Club players get chance to shine as awards format changed
In announcing the shortlists for the fourth annual awards, to be held at Dublin’s Burlington Hotel on May 23, the Irish Hockey Association revealed a change in the structure of some of the top awards.
Two new categories have been introduced this year, with the men’s and women’s senior player of the year awards split into two parts.
While the core members of the Irish senior squad will vote on the senior player of the year, a new award — the senior club player of the year — is open to all other players plying their trade in the top tiers in each province.
Jonny Bruton, Cork C of I, Three Rock’s Neil Lyons, Monkstown’s prolific hitman Gareth Watkins and Cookstown skipper Ian Hutchinson will vie for the men’s club player of the year award.
Jean McDonnell and Emma Smyth are predictably in the shake-up for the women’s equivalent after spearheading Railway Union’s charge to a first Leinster title in 100 years.

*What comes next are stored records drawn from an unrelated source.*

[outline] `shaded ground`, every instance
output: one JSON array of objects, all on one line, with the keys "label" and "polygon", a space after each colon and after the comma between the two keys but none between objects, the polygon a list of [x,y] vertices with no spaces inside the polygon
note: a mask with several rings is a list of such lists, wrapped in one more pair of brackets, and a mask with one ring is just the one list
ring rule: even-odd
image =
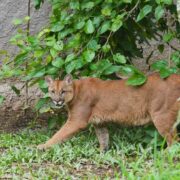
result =
[{"label": "shaded ground", "polygon": [[1,179],[167,179],[180,177],[180,144],[164,150],[153,127],[110,127],[111,144],[100,153],[94,129],[47,151],[36,145],[54,131],[0,134]]}]

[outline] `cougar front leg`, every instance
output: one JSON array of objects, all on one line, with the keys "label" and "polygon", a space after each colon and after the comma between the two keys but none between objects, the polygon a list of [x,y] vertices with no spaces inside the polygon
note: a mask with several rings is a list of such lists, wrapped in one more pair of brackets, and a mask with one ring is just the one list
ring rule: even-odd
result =
[{"label": "cougar front leg", "polygon": [[64,126],[49,139],[45,144],[38,145],[38,149],[47,149],[54,144],[61,143],[66,139],[72,137],[75,133],[81,129],[86,128],[87,123],[77,120],[68,120]]},{"label": "cougar front leg", "polygon": [[109,145],[108,129],[106,127],[95,126],[95,132],[96,132],[96,136],[99,140],[100,150],[101,151],[108,150],[108,145]]}]

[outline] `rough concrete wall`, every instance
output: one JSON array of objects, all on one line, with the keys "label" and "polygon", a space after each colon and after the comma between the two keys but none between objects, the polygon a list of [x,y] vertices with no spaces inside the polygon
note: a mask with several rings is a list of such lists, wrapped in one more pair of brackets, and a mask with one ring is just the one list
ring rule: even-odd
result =
[{"label": "rough concrete wall", "polygon": [[[11,89],[12,84],[18,89],[22,89],[24,86],[24,83],[11,79],[0,82],[0,95],[5,97],[3,106],[0,107],[0,132],[17,130],[18,127],[26,126],[30,120],[35,119],[36,113],[33,111],[33,107],[37,99],[42,96],[38,87],[31,87],[28,96],[29,107],[25,111],[25,88],[22,89],[20,96],[17,96]],[[45,117],[42,118],[45,119]]]},{"label": "rough concrete wall", "polygon": [[[162,59],[168,60],[170,58],[170,54],[174,52],[174,49],[168,45],[165,45],[164,51],[160,53],[158,50],[158,45],[160,44],[162,44],[161,41],[151,40],[149,41],[149,45],[148,44],[141,45],[143,48],[143,58],[133,59],[133,64],[146,73],[149,72],[149,68],[150,68],[149,65],[151,65],[153,62]],[[170,42],[170,45],[175,49],[180,49],[180,40],[174,39],[173,41]],[[150,57],[147,64],[146,60],[148,59],[151,53],[152,56]]]},{"label": "rough concrete wall", "polygon": [[[18,51],[17,47],[9,43],[9,39],[17,32],[17,28],[12,24],[12,21],[15,18],[24,18],[28,15],[28,1],[29,0],[0,0],[0,50],[7,50],[11,57]],[[35,34],[48,24],[50,10],[50,4],[48,4],[47,1],[45,1],[40,10],[36,10],[33,5],[33,0],[31,0],[30,34]],[[23,25],[22,28],[26,29],[26,25]],[[42,96],[38,87],[29,88],[28,99],[30,107],[27,109],[27,113],[25,113],[23,109],[25,89],[22,90],[21,96],[18,97],[11,89],[12,84],[20,89],[24,86],[22,82],[16,82],[11,79],[0,82],[0,95],[6,98],[3,106],[0,107],[0,131],[12,130],[15,129],[15,127],[17,128],[18,126],[27,124],[29,120],[33,120],[36,117],[36,113],[32,107],[37,99]]]},{"label": "rough concrete wall", "polygon": [[[17,52],[17,47],[9,44],[9,39],[17,29],[12,24],[14,18],[23,18],[28,14],[29,0],[1,0],[0,1],[0,50],[8,50],[11,55]],[[30,33],[34,34],[44,27],[49,19],[50,5],[47,1],[40,10],[35,10],[31,0]],[[25,28],[25,26],[23,27]]]}]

They are joined by Hermes’ mercurial young forward Anna O’Flanagan and Susie Martin of Ballymoney.
The boys’ U-18 player of the year will be a finely balanced decision, with David Carson, Kyle Good, Shane O’Donoghue and Stephen Cole all having exceptional seasons.
Catholic Institute’s Naomi Carroll has a firm claim on the girls’ equivalent, along with fellow superstars-in-waiting Chloe Watkins, Niamh Atcheler and Dora Gorman.
Mary Logue is in the shake-up to win coach of the year having masterminded UCD’s shock Irish Senior Cup win, as is Pembroke Wanderers’ Craig Fulton, who goes in search of his fourth trophy this season in the Irish Hockey League semi-finals this weekend.
Pembroke are also a strong bet for club of the year, as their first-team success has been replicated down the ranks.
Geoff Conn’s candidacy for umpire of the year was strengthened by his good performances in the EuroHockey League, while Carol Metchette went one better by officiating at the Beijing Olympics.
The conveyor belts of talent at Bandon and Cork C of I have been rewarded with youth club of the year nominations, while the Munster hockey community will also be championing the cause of Cork Harlequins’ Finbarr Kelleher — a superb servant to the game in the committee room and on the pitch — for volunteer of the year.
Meanwhile, a motion calling for the removal of clubs’ second-string teams from the top tiers of Munster hockey will be a hotly-debated issue at the AGM of the Munster Branch of the Irish Hockey Association (MBIHA) at Garryduff tonight (7.30pm).
Six clubs are co-proposing the motion, which has been implemented twice in the past 20 years, only to be scrapped after a season or two. However, the clubs are this time calling for the proposal to be implemented until the 2013/14 season at least, seemingly in the hope of encouraging second-team players at the dominant clubs of Cork Harlequins and Cork Church of Ireland to move to other clubs to result in a better spread of talent.
But the motion is likely to be met with strong opposition from the top two, who could argue that they should not be punished for producing good players and that such a measure would compromise their ambitions on the national stage.